Yesterday was scalability day and today I'm continuing through the basics of building software by tackling maintainability.  As we said yesterday organizations like ours find a really simplified agile user story a particularly effective way to communicate these principles; it's a format people are already intimate with, practiced at delivering against and I personally like the fact that the basic clauses (as a... I want to... so that... as proven by...) force a habit of thinking about the business value of an idea rather than just raw requirement.

So how would a user story for maintainability look?  Building on how we decided to tackle the "as proven by" clause yesterday let's throw it in right away:

As the CTO, I want to govern a set of products benefiting from continuously improving feature time to market and able to be fully maintained online, So that our delivery capacity becomes more consistent and efficient, As proven by appropriate and justifiable answers to the maintainability questions.

Again keeping in mind the keywords appropriate and justifiable; you'll have to keep in mind the expected lifetime your application will have (yesterday we talked about seasonal features) and what it's future roadmap is; how many more features are on the horizon?  How is it likely to be extended?  Are the windows for maintenance that do not affect revenue?  Not everything needs to be hot maintainable but you need to be able to modify it quickly and easily when you do.

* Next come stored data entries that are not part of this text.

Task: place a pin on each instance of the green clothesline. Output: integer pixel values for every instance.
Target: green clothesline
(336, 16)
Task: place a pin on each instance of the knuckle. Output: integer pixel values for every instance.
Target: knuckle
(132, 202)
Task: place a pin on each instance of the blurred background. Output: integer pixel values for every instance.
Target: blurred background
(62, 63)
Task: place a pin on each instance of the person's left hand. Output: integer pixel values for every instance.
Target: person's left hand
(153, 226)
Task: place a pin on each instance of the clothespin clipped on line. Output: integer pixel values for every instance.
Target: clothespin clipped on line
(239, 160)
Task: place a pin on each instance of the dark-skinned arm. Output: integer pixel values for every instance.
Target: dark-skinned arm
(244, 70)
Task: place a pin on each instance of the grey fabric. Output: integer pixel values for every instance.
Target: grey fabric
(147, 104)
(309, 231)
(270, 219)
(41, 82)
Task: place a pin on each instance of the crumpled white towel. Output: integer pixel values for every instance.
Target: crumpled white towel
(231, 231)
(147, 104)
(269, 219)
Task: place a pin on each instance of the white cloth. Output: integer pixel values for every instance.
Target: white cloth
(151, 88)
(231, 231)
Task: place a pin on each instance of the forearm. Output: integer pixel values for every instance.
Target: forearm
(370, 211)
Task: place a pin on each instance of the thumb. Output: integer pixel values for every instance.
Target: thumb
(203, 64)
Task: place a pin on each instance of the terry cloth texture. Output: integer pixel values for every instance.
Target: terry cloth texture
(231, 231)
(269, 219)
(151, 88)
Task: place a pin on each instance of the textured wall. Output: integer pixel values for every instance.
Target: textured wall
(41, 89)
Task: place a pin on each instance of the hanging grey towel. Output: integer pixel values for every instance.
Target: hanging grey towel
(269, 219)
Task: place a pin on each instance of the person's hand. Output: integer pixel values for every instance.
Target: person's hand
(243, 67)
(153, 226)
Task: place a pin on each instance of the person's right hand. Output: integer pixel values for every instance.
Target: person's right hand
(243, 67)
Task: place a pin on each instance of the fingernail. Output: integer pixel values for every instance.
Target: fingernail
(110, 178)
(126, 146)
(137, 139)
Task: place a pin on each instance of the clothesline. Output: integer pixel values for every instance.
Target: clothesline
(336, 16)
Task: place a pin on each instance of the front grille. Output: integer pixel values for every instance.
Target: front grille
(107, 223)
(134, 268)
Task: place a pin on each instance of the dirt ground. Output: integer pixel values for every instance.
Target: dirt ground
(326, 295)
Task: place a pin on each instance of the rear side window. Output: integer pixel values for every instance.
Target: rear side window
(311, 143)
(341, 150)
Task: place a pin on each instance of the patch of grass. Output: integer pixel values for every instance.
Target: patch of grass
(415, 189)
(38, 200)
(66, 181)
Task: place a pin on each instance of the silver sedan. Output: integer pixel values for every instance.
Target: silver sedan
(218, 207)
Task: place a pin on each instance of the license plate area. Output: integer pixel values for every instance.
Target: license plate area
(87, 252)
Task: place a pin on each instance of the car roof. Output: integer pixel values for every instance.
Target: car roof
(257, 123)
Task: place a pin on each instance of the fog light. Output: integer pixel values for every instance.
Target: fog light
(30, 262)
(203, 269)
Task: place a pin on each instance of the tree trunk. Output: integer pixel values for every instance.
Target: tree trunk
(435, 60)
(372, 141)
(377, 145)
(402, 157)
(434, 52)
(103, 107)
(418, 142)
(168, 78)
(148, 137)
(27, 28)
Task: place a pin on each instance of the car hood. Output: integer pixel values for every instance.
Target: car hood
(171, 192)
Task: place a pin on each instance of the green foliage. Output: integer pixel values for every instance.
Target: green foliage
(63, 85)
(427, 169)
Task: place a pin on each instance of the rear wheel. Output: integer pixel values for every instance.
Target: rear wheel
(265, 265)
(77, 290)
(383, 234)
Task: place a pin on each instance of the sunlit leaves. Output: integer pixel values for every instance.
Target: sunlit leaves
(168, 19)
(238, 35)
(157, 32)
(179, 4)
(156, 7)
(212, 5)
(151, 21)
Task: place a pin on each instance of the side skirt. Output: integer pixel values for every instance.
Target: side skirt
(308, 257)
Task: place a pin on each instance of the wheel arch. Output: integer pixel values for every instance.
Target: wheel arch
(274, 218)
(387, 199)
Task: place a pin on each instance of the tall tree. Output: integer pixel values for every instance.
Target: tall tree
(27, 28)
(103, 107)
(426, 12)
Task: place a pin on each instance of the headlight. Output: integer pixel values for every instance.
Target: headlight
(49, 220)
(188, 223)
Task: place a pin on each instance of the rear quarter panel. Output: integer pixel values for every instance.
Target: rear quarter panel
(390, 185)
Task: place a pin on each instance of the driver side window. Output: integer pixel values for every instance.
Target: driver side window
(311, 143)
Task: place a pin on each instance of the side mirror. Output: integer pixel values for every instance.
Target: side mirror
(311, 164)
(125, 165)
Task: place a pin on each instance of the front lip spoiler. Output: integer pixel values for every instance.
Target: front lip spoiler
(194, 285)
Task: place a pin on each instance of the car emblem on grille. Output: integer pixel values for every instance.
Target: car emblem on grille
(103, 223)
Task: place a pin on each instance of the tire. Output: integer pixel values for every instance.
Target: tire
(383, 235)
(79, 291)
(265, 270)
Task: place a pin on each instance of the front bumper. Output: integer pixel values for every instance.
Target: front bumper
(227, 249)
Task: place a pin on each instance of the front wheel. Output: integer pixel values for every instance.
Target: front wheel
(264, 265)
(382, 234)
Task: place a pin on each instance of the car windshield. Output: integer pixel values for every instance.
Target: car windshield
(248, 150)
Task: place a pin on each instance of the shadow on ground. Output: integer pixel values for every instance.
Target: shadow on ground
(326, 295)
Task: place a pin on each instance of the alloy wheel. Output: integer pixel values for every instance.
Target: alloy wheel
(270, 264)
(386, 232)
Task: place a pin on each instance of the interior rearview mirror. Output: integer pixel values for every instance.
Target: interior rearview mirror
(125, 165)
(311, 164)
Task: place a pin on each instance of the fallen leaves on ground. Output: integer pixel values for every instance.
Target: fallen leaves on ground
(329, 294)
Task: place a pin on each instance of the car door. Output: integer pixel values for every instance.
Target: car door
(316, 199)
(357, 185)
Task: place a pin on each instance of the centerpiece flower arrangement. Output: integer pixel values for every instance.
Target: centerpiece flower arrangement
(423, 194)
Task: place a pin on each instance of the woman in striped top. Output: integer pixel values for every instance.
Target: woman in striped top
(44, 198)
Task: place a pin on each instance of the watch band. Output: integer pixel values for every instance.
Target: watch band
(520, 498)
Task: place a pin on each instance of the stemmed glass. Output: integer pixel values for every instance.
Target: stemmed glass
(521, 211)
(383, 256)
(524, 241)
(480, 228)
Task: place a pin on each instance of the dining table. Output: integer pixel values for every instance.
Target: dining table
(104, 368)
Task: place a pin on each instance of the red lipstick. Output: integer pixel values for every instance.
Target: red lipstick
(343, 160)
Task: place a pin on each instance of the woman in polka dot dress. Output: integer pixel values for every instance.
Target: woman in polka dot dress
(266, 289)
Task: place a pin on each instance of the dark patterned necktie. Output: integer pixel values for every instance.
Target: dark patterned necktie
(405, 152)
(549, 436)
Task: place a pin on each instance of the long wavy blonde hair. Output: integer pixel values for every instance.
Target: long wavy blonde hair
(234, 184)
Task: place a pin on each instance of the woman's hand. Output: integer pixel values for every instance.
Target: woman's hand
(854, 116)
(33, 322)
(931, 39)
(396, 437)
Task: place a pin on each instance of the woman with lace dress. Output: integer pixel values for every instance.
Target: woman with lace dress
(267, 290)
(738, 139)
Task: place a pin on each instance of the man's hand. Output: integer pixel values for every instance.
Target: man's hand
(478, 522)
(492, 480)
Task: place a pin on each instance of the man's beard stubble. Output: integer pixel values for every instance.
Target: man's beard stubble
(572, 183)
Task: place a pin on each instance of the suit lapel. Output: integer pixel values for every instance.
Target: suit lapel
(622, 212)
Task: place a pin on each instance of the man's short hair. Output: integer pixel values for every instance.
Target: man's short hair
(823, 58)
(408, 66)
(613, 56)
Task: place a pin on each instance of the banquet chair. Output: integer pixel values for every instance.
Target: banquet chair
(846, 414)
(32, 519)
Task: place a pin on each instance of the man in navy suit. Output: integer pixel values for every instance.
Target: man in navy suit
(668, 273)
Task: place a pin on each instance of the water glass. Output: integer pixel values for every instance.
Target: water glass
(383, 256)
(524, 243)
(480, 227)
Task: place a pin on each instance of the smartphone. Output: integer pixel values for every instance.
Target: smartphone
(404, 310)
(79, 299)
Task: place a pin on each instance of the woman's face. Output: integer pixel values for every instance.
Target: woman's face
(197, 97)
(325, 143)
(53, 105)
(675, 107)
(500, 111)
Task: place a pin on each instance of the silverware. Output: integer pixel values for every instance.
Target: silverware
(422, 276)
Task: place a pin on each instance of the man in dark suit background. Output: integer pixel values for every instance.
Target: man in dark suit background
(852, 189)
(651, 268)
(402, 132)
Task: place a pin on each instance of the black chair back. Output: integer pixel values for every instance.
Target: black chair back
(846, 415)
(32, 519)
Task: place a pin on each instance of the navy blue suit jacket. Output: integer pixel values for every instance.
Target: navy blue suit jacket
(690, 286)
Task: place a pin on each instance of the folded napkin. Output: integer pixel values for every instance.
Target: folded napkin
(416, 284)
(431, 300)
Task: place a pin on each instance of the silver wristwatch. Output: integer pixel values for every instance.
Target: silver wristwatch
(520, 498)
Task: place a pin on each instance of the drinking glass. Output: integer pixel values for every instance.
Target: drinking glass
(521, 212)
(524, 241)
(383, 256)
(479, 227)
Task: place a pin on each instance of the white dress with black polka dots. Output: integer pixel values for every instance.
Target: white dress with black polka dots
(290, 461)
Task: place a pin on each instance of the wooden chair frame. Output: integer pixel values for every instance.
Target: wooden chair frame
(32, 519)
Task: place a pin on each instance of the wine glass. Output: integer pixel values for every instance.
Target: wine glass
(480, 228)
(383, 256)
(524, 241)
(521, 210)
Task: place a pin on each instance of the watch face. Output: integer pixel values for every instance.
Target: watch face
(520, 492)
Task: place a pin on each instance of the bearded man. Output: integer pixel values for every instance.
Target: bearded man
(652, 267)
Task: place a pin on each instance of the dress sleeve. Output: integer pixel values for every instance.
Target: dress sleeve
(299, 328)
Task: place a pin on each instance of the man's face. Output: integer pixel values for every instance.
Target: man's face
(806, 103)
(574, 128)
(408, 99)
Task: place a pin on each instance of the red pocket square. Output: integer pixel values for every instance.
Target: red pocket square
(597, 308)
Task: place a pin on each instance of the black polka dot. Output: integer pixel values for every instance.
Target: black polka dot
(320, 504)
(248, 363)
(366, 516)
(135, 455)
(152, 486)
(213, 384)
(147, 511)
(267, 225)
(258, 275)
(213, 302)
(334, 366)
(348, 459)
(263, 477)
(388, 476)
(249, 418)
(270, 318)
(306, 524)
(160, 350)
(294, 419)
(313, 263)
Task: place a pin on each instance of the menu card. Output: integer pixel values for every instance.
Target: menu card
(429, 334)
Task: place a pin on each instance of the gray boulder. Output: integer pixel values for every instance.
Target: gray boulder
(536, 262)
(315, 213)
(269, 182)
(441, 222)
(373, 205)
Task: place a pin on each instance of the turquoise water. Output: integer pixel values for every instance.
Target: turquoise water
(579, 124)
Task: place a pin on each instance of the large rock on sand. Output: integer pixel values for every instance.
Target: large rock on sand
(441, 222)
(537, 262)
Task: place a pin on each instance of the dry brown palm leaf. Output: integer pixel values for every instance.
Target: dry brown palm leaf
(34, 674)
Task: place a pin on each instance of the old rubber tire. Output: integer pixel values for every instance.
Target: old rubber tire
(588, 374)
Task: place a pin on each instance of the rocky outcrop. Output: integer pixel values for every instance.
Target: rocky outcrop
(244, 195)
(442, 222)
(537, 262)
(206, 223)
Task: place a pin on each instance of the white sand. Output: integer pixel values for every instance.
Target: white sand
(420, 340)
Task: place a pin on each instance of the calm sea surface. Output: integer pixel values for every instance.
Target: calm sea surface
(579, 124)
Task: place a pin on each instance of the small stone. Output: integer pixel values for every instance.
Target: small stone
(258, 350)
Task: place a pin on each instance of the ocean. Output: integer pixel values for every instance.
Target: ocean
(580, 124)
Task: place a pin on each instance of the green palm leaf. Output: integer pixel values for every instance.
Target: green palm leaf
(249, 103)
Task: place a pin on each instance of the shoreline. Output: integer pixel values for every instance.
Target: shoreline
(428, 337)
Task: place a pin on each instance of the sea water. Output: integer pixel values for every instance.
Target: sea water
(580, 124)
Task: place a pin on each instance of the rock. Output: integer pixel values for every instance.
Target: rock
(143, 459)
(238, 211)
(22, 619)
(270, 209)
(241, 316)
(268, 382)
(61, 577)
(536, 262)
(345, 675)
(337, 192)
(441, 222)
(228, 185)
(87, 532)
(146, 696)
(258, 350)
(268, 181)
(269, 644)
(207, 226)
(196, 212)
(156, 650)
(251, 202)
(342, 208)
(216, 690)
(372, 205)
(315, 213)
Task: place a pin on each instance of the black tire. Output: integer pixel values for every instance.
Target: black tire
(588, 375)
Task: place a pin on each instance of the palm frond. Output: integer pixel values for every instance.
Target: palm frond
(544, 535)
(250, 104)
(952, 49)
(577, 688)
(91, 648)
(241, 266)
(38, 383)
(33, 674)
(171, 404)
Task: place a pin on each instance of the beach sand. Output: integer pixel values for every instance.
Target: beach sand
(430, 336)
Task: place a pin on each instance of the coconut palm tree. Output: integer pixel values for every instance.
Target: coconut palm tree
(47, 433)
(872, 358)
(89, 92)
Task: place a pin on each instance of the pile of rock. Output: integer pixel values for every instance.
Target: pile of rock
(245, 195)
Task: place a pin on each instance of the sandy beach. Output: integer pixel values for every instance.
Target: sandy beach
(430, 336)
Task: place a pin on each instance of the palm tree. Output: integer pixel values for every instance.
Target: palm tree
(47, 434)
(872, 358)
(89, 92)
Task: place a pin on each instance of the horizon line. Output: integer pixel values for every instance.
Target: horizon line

These are the sorts of things do you need to ask yourself ask you work:

• How will I upgrade this hot?
• How will I add features hot?
• How will changes be rolled back without tattooing?
• How can I run multiple versions of my feature concurrently?
• How have I isolated the feature to limit the scope of future changes?
• How have I limited the manual effort required to deploy?
• How will I add or reduce capacity online?
• Is all my functionality exposed via an API?
• How have I prepared my feature for quicker future time to market?

Having sensible answers to these questions will help make sure you've prepared your product the best way possible for future development.